Management of Patients With Oral and Esophageal Disorders 

Management of Patients With Oral and Esophageal Disorders 
1. George Smith, a 55-year-old patient is admitted to the intensive care unit after a thoracotomy approach was used for an esophagectomy to remove an early stage adenocarcinoma of the distal esophagus and gastroesophageal junction. The patient has a history of GERD and Barrett’s esophagus. The patient sought medical treatment for dysphagia with solid foods, feeling that there was a lump in his throat and substernal pain with swallowing and subsequent regurgitation of undigested food and the development of hiccups. The patient has no other medical problems. (Learning Objectives 6 and 7)

  1. Describe the esophageal cancer that the patient has and how it relates to his history of GERD and Barrett’s esophagus.
  2. Explain the rationale for the early symptoms and late symptoms of esophageal cancer.
  3. What course of cancer treatment should the nurse anticipate that the patient in this case study would have?
  4. What nursing care should be provided for the patient in the intensive care unit in the early postoperative period?
  5. Explain the care the nurse should provide when the patient begins to eat.

2. Mr. Owens is a 62-year-old man who underwent a neck dissection yesterday due to cancer of the mouth. You are the nurse assigned to care for Mr. Owens during his first postoperative day. Initial assessment finds Mr. Owens sitting up in bed; he is drowsy, but oriented ×3 when aroused. He has significant edema in his neck and mouth area, but does not appear to be in respiratory distress. His respiratory rate is 16 to 18, and his oxygen saturation is 96% on 40% oxygen via face tent. He has two peripheral IV lines both infusing Lactated Ringer’s solution at 75 mL/hr. Two Jackson Pratt drainage tubes are partially filled with serosanguinous drainage. (Learning Objective 5)

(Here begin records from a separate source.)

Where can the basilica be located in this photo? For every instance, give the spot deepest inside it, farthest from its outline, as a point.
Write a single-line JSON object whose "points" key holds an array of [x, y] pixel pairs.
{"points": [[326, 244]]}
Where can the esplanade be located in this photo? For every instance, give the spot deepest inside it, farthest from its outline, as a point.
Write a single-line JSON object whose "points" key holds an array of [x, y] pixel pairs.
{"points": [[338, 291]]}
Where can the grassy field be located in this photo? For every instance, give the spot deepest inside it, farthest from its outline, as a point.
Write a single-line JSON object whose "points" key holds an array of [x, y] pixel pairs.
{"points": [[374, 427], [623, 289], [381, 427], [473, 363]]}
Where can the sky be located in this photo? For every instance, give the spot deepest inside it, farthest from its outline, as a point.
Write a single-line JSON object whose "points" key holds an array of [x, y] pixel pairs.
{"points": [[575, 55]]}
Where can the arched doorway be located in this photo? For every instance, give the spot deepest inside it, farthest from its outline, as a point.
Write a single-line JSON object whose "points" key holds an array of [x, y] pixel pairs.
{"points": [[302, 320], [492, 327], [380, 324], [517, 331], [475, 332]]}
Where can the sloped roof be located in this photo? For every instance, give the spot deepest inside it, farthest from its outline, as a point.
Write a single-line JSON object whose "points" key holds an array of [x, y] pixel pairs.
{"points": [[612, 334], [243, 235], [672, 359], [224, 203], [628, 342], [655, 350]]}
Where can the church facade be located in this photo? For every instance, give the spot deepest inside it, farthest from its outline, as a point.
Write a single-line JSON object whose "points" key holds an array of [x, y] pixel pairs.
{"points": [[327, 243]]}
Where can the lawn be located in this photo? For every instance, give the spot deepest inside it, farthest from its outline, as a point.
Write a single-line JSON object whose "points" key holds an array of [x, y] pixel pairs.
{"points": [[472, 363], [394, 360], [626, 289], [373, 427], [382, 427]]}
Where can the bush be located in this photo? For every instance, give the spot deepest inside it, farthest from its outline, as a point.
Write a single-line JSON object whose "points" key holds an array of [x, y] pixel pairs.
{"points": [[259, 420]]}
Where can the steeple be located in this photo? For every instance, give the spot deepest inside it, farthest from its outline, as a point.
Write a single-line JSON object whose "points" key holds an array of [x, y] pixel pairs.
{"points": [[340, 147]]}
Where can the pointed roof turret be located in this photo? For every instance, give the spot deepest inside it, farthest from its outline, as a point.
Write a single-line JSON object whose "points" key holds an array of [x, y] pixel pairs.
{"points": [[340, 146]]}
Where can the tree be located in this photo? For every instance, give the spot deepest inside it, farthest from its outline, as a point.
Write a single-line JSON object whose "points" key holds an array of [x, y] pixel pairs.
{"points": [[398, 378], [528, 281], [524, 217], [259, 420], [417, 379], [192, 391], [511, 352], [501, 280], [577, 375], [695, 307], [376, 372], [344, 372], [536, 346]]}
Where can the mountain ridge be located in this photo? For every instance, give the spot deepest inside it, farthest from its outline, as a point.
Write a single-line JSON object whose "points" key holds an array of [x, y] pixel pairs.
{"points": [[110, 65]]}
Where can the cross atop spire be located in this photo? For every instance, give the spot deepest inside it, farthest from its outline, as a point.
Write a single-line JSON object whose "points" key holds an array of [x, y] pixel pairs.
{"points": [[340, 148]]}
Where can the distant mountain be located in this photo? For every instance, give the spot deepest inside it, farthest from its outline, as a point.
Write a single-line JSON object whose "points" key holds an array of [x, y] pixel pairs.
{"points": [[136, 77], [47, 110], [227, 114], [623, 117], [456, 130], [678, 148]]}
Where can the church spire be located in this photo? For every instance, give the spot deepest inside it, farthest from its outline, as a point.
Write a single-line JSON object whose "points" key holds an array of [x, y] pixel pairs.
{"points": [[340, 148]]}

  1. What is the rationale for the patient being placed in Fowler’s position after surgery?
  2. The nurse notes that there has been 240 mL output in the drainage tubes during the first 24 hours after the surgical procedure. What should the nurse do?
  3. Postoperatively, the nurse identifies that the patient is at risk for imbalanced nutrition, less than body requirements related to anorexia and dysphagia. The nurse instructs Mr. Owens to eat soft food and suggests that he tilt his head to the unaffected side to facilitate swallowing. What is the rationale for these instructions?
  4. In reviewing Mr. Owens’ medical record, what findings in his health history are associated with development of oral cancer?